Old Republic moved for summary judgment. Con Edison opposed, asserting that summary judgment should be denied, as a question of fact existed concerning Ferreira's negligence and whether its actions were a proximate cause of the plaintiffs' injuries. Con Edison submitted a deposition of one of Ferreira's employees in which he stated that Ferreira knew that the subject elevator malfunctioned 10-12 times before the accident and that Ferreira received notice of the defect 30-35 times. He also stated that Ferreira's employees had an alternative way to access the work site by means of two provided ladder systems, but that Ferreira permitted its employees to continue using the elevator.
Supreme Court properly determined that plaintiff Old Republic had a duty to defend Con Edison as an additional insured, because there is a reasonable possibility that coverage for Con Edison, under the Old Republic policy, is implicated.
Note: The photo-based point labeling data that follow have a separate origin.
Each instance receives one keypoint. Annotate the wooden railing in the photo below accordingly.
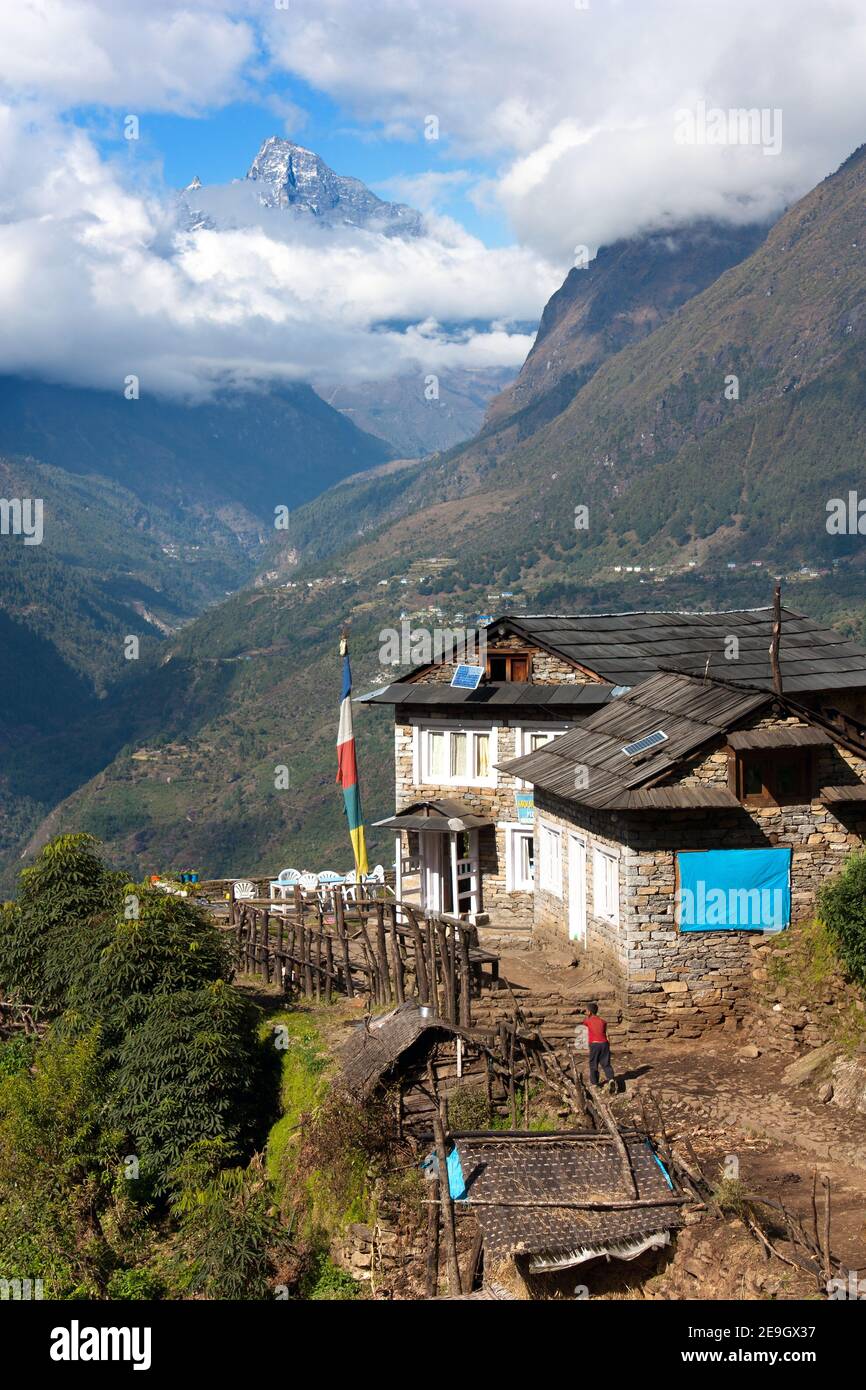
(382, 950)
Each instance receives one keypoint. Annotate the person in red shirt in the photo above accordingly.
(599, 1048)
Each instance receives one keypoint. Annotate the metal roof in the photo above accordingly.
(588, 766)
(833, 795)
(489, 694)
(624, 648)
(374, 1047)
(790, 736)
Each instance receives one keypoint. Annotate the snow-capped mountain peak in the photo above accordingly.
(289, 175)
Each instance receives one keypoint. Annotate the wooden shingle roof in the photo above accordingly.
(374, 1047)
(563, 1197)
(626, 648)
(588, 766)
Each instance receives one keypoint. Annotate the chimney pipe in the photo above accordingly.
(776, 640)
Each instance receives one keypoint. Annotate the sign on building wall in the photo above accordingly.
(524, 801)
(734, 890)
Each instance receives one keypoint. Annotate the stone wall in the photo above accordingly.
(685, 982)
(545, 669)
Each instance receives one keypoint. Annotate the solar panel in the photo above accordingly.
(642, 744)
(467, 677)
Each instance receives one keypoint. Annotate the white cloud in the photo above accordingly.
(161, 54)
(578, 106)
(570, 113)
(96, 284)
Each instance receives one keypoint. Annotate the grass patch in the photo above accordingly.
(327, 1282)
(303, 1082)
(805, 957)
(805, 961)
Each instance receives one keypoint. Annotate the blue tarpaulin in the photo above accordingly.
(734, 890)
(456, 1183)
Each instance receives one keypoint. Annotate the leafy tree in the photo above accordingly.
(60, 895)
(843, 908)
(168, 944)
(186, 1072)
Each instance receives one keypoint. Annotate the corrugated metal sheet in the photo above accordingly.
(567, 1168)
(795, 736)
(837, 794)
(409, 694)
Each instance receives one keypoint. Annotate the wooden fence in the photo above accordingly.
(382, 950)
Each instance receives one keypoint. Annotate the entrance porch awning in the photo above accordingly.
(444, 816)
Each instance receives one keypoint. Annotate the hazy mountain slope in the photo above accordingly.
(250, 685)
(399, 412)
(228, 462)
(654, 448)
(670, 470)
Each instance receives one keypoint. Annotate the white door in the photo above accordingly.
(577, 888)
(433, 845)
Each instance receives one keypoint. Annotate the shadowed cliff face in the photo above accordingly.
(617, 299)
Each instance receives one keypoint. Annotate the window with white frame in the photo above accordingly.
(519, 858)
(606, 884)
(549, 859)
(458, 756)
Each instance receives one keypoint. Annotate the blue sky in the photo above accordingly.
(220, 143)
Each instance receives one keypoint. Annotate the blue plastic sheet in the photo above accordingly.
(734, 890)
(456, 1182)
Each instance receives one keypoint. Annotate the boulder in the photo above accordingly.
(811, 1065)
(850, 1083)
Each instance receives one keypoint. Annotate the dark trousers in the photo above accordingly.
(599, 1055)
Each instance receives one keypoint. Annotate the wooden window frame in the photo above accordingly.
(510, 656)
(769, 759)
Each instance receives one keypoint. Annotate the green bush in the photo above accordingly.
(843, 908)
(227, 1226)
(188, 1072)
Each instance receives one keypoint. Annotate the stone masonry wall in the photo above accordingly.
(545, 669)
(685, 982)
(496, 804)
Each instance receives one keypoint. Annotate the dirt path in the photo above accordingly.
(780, 1134)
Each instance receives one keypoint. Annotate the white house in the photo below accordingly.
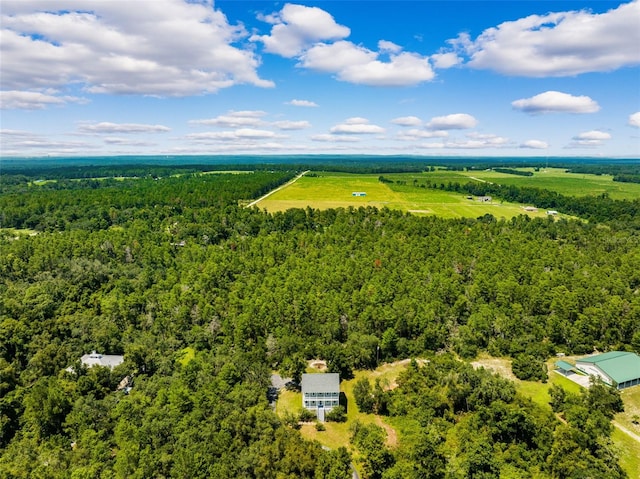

The Court of Appeals has held that when an endorsement providing additional insured coverage, like here, "is restricted to liability for any bodily injury 'caused, in whole or in part,' by the 'acts or omissions' of the named insured, the coverage applies to injury proximately caused by the named insured," thus requiring a showing that the named insured's causal conduct was negligent or otherwise at fault (Burlington Ins. Co. v NYC Tr. Auth., 29 NY3d 313, 317 [2017] ). Such endorsement, the Court of Appeals explained, is "intended to provide coverage for an additional insured's vicarious liability or contributory negligence, and to prevent coverage for the additional insured's sole negligence" (id. at 326; see also Hanover Ins. Co. v Philadelphia Indem. Ins. Co., 159 AD3d 587, 587 [1st Dept 2018]; Pioneer Cent. Sch. District v Preferred Mut. Ins. Co., 165 AD3d 1646, 1646 [4th Dept 2018]). Unlike Burlington, Hanover and Pioneer Central, where no liability was asserted against the named insured, here it is alleged that Ferreira knew that the subject elevator malfunctioned multiple times before the accident, that Ferreira received notice of the defective elevator, that there was an alternative means to access the work site, and that Ferreira nonetheless allowed its employees to continue to utilize the elevator. Since the underlying personal injury complaint here contains allegations that Ferreira was a proximate cause of the bodily injuries, Old Republic's duty to defend is triggered.
On this record, there are issues of fact as to whether Ferreira was solely or partially responsible for the accident (see Indian Harbor Ins. Co. v Alma Tower, LLC, 165 AD3d 549 [1st Dept 2018]). Accordingly, the issue of indemnification cannot be determined at this juncture (see Vargas v City of New York, 158 AD3d 523, 525 [1st Dept 2018]).
THIS CONSTITUTES THE DECISION AND ORDER OF THE SUPREME COURT, APPELLATE DIVISION, FIRST DEPARTMENT.